Solo una verdadera apertura al otro nos salva de la reiteración de lo igual a la que aboca el narcisismo: únicamente el espacio que hay más allá de nosotros nos permite salir de nosotros. “El sujeto narcisista no puede fijar claramente sus límites. De esta forma, se diluye el límite entre él y el otro. El mundo se le presenta solo como proyecciones de sí mismo”. 

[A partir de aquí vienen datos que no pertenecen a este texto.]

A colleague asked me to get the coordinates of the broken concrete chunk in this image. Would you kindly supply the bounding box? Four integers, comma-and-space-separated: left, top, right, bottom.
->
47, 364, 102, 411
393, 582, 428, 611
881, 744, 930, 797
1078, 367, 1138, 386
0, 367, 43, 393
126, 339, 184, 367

El Eros, que es algo más y menos que el amor, representa una entrega a lo desconocido, nos da la oportunidad de esa epifanía, por contraste con un amor reducido a transacción comercial y pacto entre intereses egocéntricos. “La sociedad de consumo aspira a eliminar la alteridad atópica a favor de diferencias consumibles… Todo es aplanado para convertirse en objeto de consumo.” Así, “en la relación de poder y dominación me afirmo y opongo al otro en la medida en que lo someto. En cambio, el poder de Eros implica una impotencia en la que yo, en lugar de afirmarme, me pierdo en el otro o para el otro, que me alienta de nuevo”. 
Esta interpretación de Han, sin duda atinada, adolece un tanto de esquemática; su fervor nietzscheano obvia la profunda vulnerabilidad, al complejo aluvión de desafíos que pavimenta lo cotidiano. En la familia, en el trabajo, incluso en el grupo de amigos, el otro no es solo fecundador, es también incierto y amenazante. Mejor dicho: es fecundador porque es amenazante. Pero lo amenazante, con razón, nos inspira prevención y cautela. Han desprecia esa cautela, y opina que habría que lanzarse a la negatividad, porque eso es la vida, y lo contrario es la no vida del esclavo, del productor capitalista. 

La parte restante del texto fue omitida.